Sometimes, travelling is a strange tapestry of awkward situations, cultural blunders and culinary clashes

'Welcome to Bolivia!" a street vendor shouts in rehearsed English as we stumble from our overnight bus, rubbing our eyes .

We are embraced by a stabbing wind of almost -15°C. We are naively, albeit stylishly, dressed in thin jeans and tattered jerseys. Without further hesitation, we begin the great migration: bus to Bolivian border. Such a migration is braved by many, but few survive with their circulation and their dignity intact.

For once, we are grateful for the heavy backpacks, which rest leisurely on our spines like lazy travel companions; this morning they are a mild shield against the icy wind. We stand in line with other travellers and colourfully clad locals; their slip-slopped feet laughing derisively at out chattering teeth.

Writing our names on our visa applications is suddenly the single greatest feat our fingers have ever conquered. As we officially walk our way from Argentina into Bolivia, we are bombarded by local women selling gloves, scarves and beanies. Our stringent budget dissipates into the thin, altitude-depraved air.

Realising we have not eaten for almost a full day, we enter a small food market, where the locals are huddled around steaming broths and warm dishes. We try not to stare or salivate too obviously; it may put them off their food. As we meander from stall to stall, our stomachs, as weightless as they are, sink.

My boyfriend and I don't consider ourselves extremely fussy eaters. Bring on the street food! Bring on the strange habit of chewing dried cocoa leaves! Don't, however, bring on the meat.

It suddenly dawns on us just how hard being vegan, in a country where meat is synonymous with breathing, is going to be.

Flash forward an hour or so and the two of us are squeezed onto our ricketiest bus yet. Not to worry - we seem to blend in well. Wearing one's sleeping bag inside a bus while snacking on 1kg of peanuts is quite the norm.

Luckily, the bumpy roads, together with the expertly blended remix of '80s music, seems to lull us into a warm stupor. We fall asleep to the sweet melodies of Bob Marley, "Stolen from Africa . brought to (South) America ."

When we awake, we are arriving in Uyuni, renowned for its expansive and surreal salt flats. We will be couch-surfing here, staying with locals found online, who are happy to open their homes to travellers.

This is free, reciprocal and one of the best ways I have ever travelled. It also involves exposing yourself to potentially socially vulnerable scenarios.

In Argentina, our couch-surfing host, Miguel, had accepted us with open arms, sending his home address and a poorly-worded English message that he may or may not be home when we arrived.

We finally navigated our way to Miguel's obscurely placed abode on the fringes of the town and tentatively knocked on the door. As anticipated, Miguel was not home and so we plonked outside his apartment to wait. When Miguel did arrive, he ushered us in and we soon discovered that the basic English he had used in his message was thanks to Google Translate.

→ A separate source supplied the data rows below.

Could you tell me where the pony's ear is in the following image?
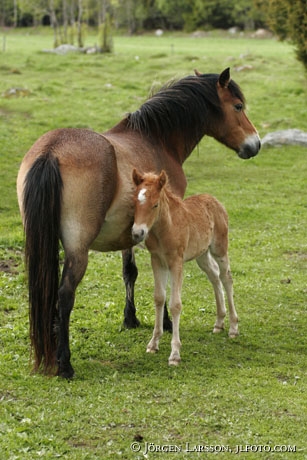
[219,67,231,88]
[159,169,167,190]
[132,168,143,185]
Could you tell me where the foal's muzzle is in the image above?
[238,134,261,160]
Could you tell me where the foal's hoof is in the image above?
[163,317,173,332]
[123,316,141,329]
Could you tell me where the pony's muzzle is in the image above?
[238,134,261,160]
[131,224,148,244]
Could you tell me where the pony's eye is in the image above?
[235,102,243,112]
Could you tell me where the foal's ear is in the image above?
[159,169,167,190]
[132,168,143,185]
[219,67,231,88]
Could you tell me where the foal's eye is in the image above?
[235,102,243,112]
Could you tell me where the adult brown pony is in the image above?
[17,69,260,378]
[132,169,239,365]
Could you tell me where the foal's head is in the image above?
[132,169,167,243]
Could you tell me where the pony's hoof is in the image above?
[58,364,75,380]
[146,347,159,354]
[213,326,224,334]
[123,316,141,329]
[168,358,180,366]
[228,331,239,339]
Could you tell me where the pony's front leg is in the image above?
[146,256,168,353]
[122,248,140,329]
[168,260,183,366]
[57,252,88,379]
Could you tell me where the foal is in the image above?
[132,169,239,365]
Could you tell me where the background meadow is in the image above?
[0,30,307,460]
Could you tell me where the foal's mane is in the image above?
[127,74,245,151]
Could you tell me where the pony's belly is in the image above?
[90,213,133,252]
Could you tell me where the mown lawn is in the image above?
[0,31,307,460]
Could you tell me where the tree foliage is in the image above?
[268,0,307,70]
[0,0,307,68]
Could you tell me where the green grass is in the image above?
[0,31,307,460]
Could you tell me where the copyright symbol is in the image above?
[130,442,141,452]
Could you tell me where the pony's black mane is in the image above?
[127,74,245,150]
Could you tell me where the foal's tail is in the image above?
[23,153,63,374]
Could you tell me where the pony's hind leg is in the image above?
[215,254,239,338]
[196,251,226,333]
[57,251,88,379]
[122,248,140,329]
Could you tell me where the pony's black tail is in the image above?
[23,153,63,374]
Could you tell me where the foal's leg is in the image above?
[146,256,169,353]
[214,254,239,338]
[122,248,172,332]
[168,260,183,366]
[57,251,88,378]
[196,251,226,333]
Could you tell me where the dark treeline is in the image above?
[0,0,307,69]
[0,0,266,34]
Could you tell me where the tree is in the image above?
[268,0,307,70]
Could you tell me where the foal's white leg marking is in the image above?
[216,255,239,338]
[138,188,146,204]
[196,251,226,334]
[168,261,183,366]
[146,255,169,353]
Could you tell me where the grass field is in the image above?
[0,31,307,460]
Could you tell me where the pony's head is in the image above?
[200,68,261,159]
[128,68,261,164]
[132,169,168,244]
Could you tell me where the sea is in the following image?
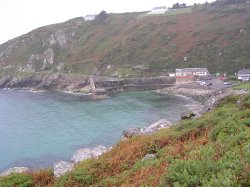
[0,90,194,171]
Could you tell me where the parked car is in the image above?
[207,82,213,86]
[224,82,233,85]
[197,81,206,86]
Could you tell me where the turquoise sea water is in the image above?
[0,90,195,171]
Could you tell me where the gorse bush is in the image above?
[0,94,250,187]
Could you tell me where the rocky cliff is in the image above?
[0,3,250,78]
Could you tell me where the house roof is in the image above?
[175,68,208,73]
[152,6,167,10]
[238,69,250,74]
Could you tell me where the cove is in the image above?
[0,90,194,171]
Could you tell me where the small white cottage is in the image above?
[148,6,168,14]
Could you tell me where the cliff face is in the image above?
[0,3,250,77]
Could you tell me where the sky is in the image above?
[0,0,211,44]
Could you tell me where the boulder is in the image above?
[181,111,195,119]
[0,75,12,88]
[142,119,172,134]
[71,145,107,163]
[142,154,156,161]
[92,145,107,158]
[0,167,30,177]
[53,161,74,177]
[122,128,143,140]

As he shuffled through papers on his desk to find his English dictionary, a large carving knife fell from between the pages and clattered to the floor. "Por defensa," he smiled and continued his search.

My boyfriend and I glanced nervously at one another, uncertain whether to run or laugh. We chose the latter and slotted the moment into one of the erratic and exhilarating uncertainties of our travels through South America.